Kal-El: Krypton had its chance!
Kal-El: Krypton had its chance!
In
the universe of Man of Steel, Kal-El is a moral monster who, only for
arbitrary reasons, is identified as the good guy instead of say, Zod.
On Krypton, Jor-El was aghast that Zod would claim the right to judge
entire bloodlines. On Earth, Kal-El decides that Krypton had its
chance, the entire species can suck it. On Krypton, Jor-El bests Zod,
disarms him, and decides not to kill him. On Earth, Kal-El kills Zod.
It
seems all wrong that in a film about Superman, it’s Superman’s
dad who embodies hope, forgiveness, and wisdom – and Superman who
fails to live up to it. The script shoehorns Superman into making a
series of morally horrific acts on the basis of “necessary evil”.
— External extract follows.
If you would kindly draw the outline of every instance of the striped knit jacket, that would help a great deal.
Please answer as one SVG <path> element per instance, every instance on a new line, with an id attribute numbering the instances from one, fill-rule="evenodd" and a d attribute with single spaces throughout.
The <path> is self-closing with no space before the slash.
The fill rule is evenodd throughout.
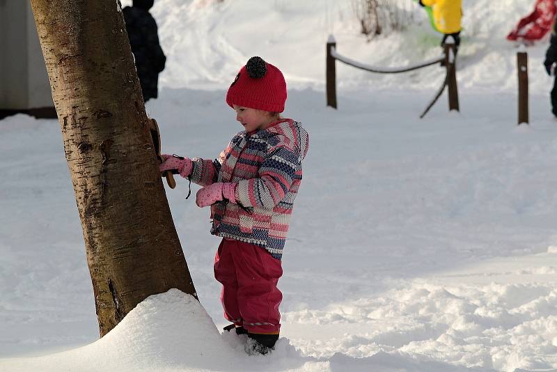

That goes right in the face of Jor-El’s hope that having a
naturally-conceived child will allow the child to “make choices
that no other Kryptonian can”, and should sit very uncomfortably
with anyone who paid attention to Zod’s line about how he was bred
to perform all necessary evils.
Superman,
like Spiderman, is an easy enough superhero to write. That the troika
goofed this up, this badly, is indicative of the weaknesses that
still plague their approach to film.